Always nice to have a blank canvass to start with and plenty of space. You'll obviously need to build inner walls/ceiling for it for isolation. Just make sure to plan the door location(s) so that they're not interfering with speaker and treatment locations.

Bryan


----------



## robbo266317 (Sep 22, 2008)

Welcome to HTS Nathaniel.

For best results you design around none of the dimensions being multiples of each other.

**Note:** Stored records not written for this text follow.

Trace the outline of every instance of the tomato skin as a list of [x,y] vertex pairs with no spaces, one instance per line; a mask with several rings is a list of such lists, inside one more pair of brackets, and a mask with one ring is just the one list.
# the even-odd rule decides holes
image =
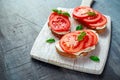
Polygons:
[[99,21],[97,21],[96,23],[90,23],[88,24],[88,26],[96,29],[96,27],[103,27],[103,25],[105,25],[106,23],[107,18],[105,16],[102,16]]
[[53,13],[51,13],[50,14],[50,17],[49,17],[49,20],[51,20],[54,16],[56,16],[57,15],[57,13],[55,13],[55,12],[53,12]]
[[49,17],[49,27],[56,32],[64,32],[70,30],[70,20],[68,17],[52,13]]
[[78,35],[82,31],[74,31],[64,35],[59,41],[61,48],[66,53],[72,54],[84,50],[85,48],[96,45],[98,42],[97,35],[94,32],[92,32],[92,30],[83,31],[86,32],[86,36],[82,41],[77,40]]
[[[95,12],[96,15],[90,16],[87,12]],[[73,10],[73,18],[80,22],[82,25],[96,29],[96,27],[102,27],[107,23],[107,19],[100,12],[86,6],[76,7]]]
[[78,6],[74,8],[72,15],[75,19],[83,19],[89,16],[87,12],[93,12],[93,9],[87,6]]
[[88,16],[86,18],[83,19],[84,22],[86,22],[86,24],[90,24],[90,23],[96,23],[97,21],[100,20],[100,18],[102,17],[102,14],[94,11],[95,12],[95,16]]

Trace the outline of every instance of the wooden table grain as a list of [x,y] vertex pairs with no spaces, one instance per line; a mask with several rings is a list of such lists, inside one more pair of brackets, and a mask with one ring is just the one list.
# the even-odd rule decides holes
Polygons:
[[0,80],[119,80],[119,0],[96,0],[92,6],[112,19],[110,50],[101,75],[72,71],[31,58],[32,45],[51,9],[73,8],[80,3],[81,0],[0,0]]

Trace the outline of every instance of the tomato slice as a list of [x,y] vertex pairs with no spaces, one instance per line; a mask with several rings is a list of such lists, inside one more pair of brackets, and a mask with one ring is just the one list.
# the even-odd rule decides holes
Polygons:
[[75,19],[80,19],[88,17],[87,12],[93,12],[93,9],[87,6],[79,6],[74,8],[72,15]]
[[51,16],[48,24],[53,31],[64,32],[70,30],[69,19],[62,15]]
[[49,20],[51,20],[54,16],[56,16],[57,15],[57,13],[55,13],[55,12],[53,12],[53,13],[51,13],[50,14],[50,17],[49,17]]
[[105,16],[102,16],[101,19],[96,23],[93,23],[93,24],[91,23],[88,25],[89,27],[96,28],[96,27],[103,27],[106,23],[107,23],[107,18]]
[[95,16],[88,16],[83,19],[83,21],[85,21],[86,24],[96,23],[97,21],[101,19],[102,15],[97,11],[94,11],[94,12],[96,14]]
[[84,48],[92,46],[93,36],[90,33],[91,32],[87,32],[87,35],[86,35],[87,41],[85,42]]
[[69,33],[63,36],[60,40],[61,48],[67,53],[78,52],[79,41],[77,40],[77,35],[75,33]]
[[86,36],[82,41],[78,41],[78,35],[82,31],[74,31],[72,33],[68,33],[64,35],[60,39],[60,46],[61,48],[67,52],[67,53],[76,53],[79,52],[80,50],[83,50],[87,47],[93,46],[98,42],[97,36],[94,32],[91,30],[83,30],[86,32]]

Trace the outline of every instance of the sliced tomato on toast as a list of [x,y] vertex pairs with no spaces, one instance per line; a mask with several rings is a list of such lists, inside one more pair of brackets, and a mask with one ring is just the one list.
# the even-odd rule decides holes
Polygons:
[[[54,17],[53,17],[54,16]],[[48,25],[53,31],[64,32],[70,30],[70,21],[62,15],[53,15],[49,19]]]
[[61,48],[67,53],[76,53],[96,45],[98,42],[96,33],[94,33],[92,30],[83,31],[86,32],[86,36],[81,41],[78,41],[78,35],[82,31],[74,31],[64,35],[59,42]]

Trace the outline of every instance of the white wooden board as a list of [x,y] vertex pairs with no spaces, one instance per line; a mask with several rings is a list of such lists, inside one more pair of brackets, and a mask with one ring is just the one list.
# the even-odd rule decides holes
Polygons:
[[[65,8],[58,9],[68,11],[69,13],[72,13],[73,10]],[[106,17],[108,21],[107,31],[104,34],[99,35],[99,43],[96,46],[96,49],[88,56],[71,59],[59,55],[56,52],[55,43],[46,43],[46,40],[48,38],[55,38],[56,41],[58,41],[58,39],[54,37],[54,35],[49,30],[47,25],[48,21],[45,23],[44,27],[36,38],[30,55],[37,60],[61,66],[64,68],[92,74],[101,74],[106,63],[111,37],[111,19],[109,16]],[[71,31],[75,31],[78,23],[73,18],[71,18],[70,20],[72,24]],[[100,62],[91,61],[89,59],[90,55],[97,55],[100,58]]]

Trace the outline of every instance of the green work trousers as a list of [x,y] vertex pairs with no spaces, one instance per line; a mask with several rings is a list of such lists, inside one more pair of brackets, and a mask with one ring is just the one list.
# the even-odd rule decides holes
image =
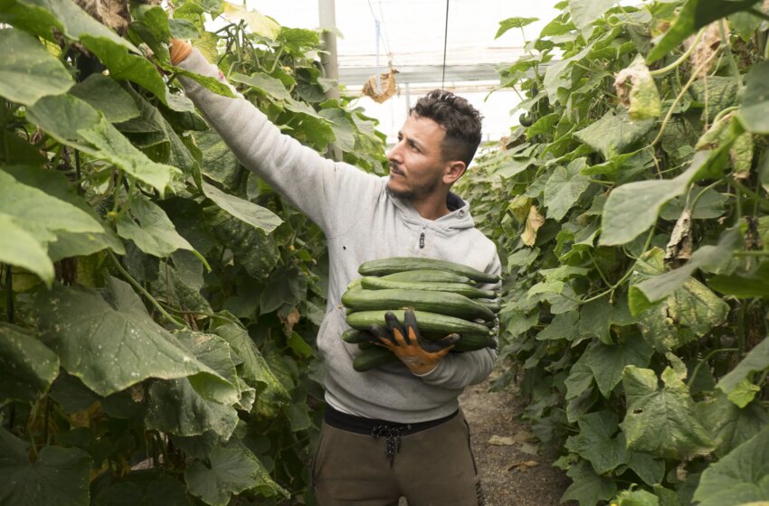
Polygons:
[[319,506],[397,506],[401,497],[409,506],[484,504],[461,411],[440,426],[399,438],[324,422],[312,479]]

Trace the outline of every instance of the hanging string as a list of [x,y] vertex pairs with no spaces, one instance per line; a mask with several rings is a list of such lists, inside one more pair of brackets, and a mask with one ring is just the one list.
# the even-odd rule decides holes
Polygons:
[[379,31],[379,20],[375,18],[374,21],[376,24],[376,92],[382,93],[382,72],[379,71],[379,37],[381,32]]
[[449,42],[449,0],[446,0],[446,26],[443,30],[443,71],[441,76],[441,89],[446,82],[446,44]]

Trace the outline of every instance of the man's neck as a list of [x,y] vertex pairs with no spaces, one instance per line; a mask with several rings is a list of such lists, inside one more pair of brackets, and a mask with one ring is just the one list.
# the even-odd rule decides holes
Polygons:
[[419,201],[412,201],[411,204],[419,215],[425,220],[438,220],[451,212],[446,205],[447,196],[445,193],[434,194]]

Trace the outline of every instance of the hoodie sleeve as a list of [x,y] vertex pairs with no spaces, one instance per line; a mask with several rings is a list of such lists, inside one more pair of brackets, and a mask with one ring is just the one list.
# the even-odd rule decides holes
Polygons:
[[[494,258],[486,269],[489,274],[499,275],[502,265],[496,253]],[[498,290],[501,283],[484,286],[484,289]],[[497,338],[495,338],[497,341]],[[438,363],[438,367],[419,378],[429,385],[444,389],[464,389],[470,385],[481,383],[491,374],[491,369],[497,361],[497,351],[489,348],[467,351],[464,353],[449,353]]]
[[[224,78],[196,49],[180,67],[204,76]],[[180,77],[186,95],[219,132],[241,164],[315,221],[328,237],[349,224],[339,202],[366,199],[379,178],[352,165],[335,163],[280,132],[242,96],[217,95],[195,80]],[[232,88],[232,87],[231,87]]]

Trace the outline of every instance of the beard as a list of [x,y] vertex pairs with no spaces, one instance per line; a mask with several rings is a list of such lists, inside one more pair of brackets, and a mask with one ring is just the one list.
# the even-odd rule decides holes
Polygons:
[[427,195],[433,193],[441,183],[441,176],[440,174],[436,174],[434,178],[421,183],[416,186],[412,186],[406,189],[396,189],[393,187],[391,179],[387,182],[387,191],[390,192],[390,194],[394,197],[397,197],[403,201],[419,201]]

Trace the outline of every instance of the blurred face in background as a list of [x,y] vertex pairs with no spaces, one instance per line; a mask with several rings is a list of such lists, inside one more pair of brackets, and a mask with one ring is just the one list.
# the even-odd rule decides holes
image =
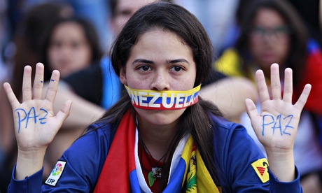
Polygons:
[[82,27],[73,22],[55,27],[48,48],[48,62],[51,70],[59,71],[61,77],[91,64],[91,48],[84,33]]
[[111,19],[111,25],[115,36],[121,31],[125,23],[140,8],[158,0],[118,0],[115,15]]
[[275,10],[260,8],[253,20],[249,36],[249,48],[256,64],[263,70],[272,63],[282,65],[290,47],[289,29]]

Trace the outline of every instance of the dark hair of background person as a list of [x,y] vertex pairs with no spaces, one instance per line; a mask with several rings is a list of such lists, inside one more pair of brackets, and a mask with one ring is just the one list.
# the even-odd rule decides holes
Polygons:
[[50,78],[52,69],[48,67],[50,65],[48,61],[48,49],[50,45],[50,41],[54,29],[60,24],[73,22],[78,24],[84,33],[88,43],[90,47],[92,52],[92,58],[90,59],[91,65],[97,64],[103,57],[103,52],[99,45],[99,40],[96,29],[90,21],[85,18],[80,17],[62,17],[56,20],[45,31],[43,39],[41,41],[41,62],[45,66],[44,80],[48,80]]
[[[108,7],[111,11],[111,17],[114,17],[116,15],[116,7],[118,6],[118,2],[119,0],[108,0]],[[156,1],[158,0],[155,0]],[[172,0],[159,0],[160,1],[165,1],[169,3],[173,3]]]
[[[118,76],[120,76],[120,68],[125,68],[131,48],[139,38],[144,33],[154,29],[176,34],[191,48],[197,69],[195,86],[204,80],[212,68],[213,62],[213,49],[209,38],[195,15],[178,5],[167,2],[157,2],[141,8],[125,25],[111,52],[112,65]],[[221,113],[213,103],[199,97],[198,103],[187,108],[181,115],[179,128],[170,144],[170,155],[174,153],[182,136],[190,133],[211,177],[216,184],[219,184],[218,171],[214,162],[214,131],[209,129],[209,124],[212,122],[208,113],[211,112],[218,116],[221,116]],[[121,99],[108,110],[99,121],[104,120],[107,123],[118,125],[123,114],[129,109],[131,109],[135,117],[135,110],[128,94],[122,94]],[[164,162],[165,175],[162,175],[161,179],[161,190],[167,185],[171,159],[170,157]]]
[[13,90],[18,99],[21,93],[24,66],[30,65],[35,69],[36,64],[41,61],[41,41],[45,31],[57,18],[70,17],[72,13],[72,9],[66,4],[41,3],[31,8],[24,19],[18,24],[15,35],[17,48],[13,71],[15,78],[10,80]]
[[293,7],[284,0],[247,0],[240,1],[237,17],[240,26],[240,36],[236,43],[236,49],[242,57],[242,66],[251,62],[248,50],[248,38],[252,30],[253,19],[262,8],[269,8],[277,12],[285,20],[289,28],[290,50],[285,64],[293,71],[295,86],[302,78],[307,58],[307,32],[304,23]]

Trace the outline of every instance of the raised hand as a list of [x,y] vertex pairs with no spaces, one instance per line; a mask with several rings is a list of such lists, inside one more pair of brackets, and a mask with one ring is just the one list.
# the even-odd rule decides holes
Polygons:
[[251,100],[246,101],[247,113],[253,128],[265,148],[270,166],[273,165],[273,169],[270,166],[272,171],[274,170],[273,173],[281,172],[284,174],[281,168],[287,169],[287,165],[290,165],[290,169],[293,169],[290,171],[294,171],[294,141],[301,112],[309,96],[311,85],[305,85],[299,99],[293,105],[290,69],[285,70],[283,97],[277,64],[271,66],[272,99],[261,70],[256,72],[255,78],[261,104],[260,115]]
[[24,67],[22,103],[17,99],[10,85],[8,83],[4,84],[14,115],[15,132],[18,146],[18,171],[20,171],[20,167],[28,166],[24,164],[28,164],[29,162],[36,162],[42,166],[47,146],[69,114],[71,101],[64,103],[56,116],[52,111],[52,103],[59,79],[59,71],[52,72],[46,96],[42,99],[43,69],[42,64],[37,64],[34,86],[31,88],[31,68],[29,66]]

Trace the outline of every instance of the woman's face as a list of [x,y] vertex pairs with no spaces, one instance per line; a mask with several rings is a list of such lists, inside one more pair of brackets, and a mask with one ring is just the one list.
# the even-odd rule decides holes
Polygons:
[[92,51],[83,28],[72,22],[58,24],[53,30],[48,51],[51,70],[62,77],[90,65]]
[[[189,90],[195,78],[191,49],[176,34],[158,29],[139,38],[120,74],[121,82],[130,88],[155,91]],[[185,109],[136,110],[145,124],[174,126]]]
[[272,9],[260,9],[249,36],[249,48],[260,67],[285,62],[290,47],[288,29],[281,15]]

Check these sites out as well. http://www.bobgolds.com/Mode/RoomModes.htm & http://www.realtraps.com/art_room-setup.htm

For recommended ratios you can look here http://forum.studiotips.com/viewtopic.php?t=684
Note Dolby's optimum ratios for Film & Music Room - 1 : 1.49 : 2.3
and IEC 60268-13: Recommendation for listening room:1998 - 1 : 1.963 : 2.593 
So for ~400 sq feet you could go with 23' x 15' x 10' or 23.3' x 17.7' x 9' depending what ceiling height you want.

Cheers,
Bill.


----------



## Andre (Feb 15, 2010)

The "golden ratio" or phi

Room width of 1.6 times the height and the lenght at 2.6 times the height. 
Get Bryan to do the inntial acoustics. 
Filling it will test the limits of "unlimited budget"...


----------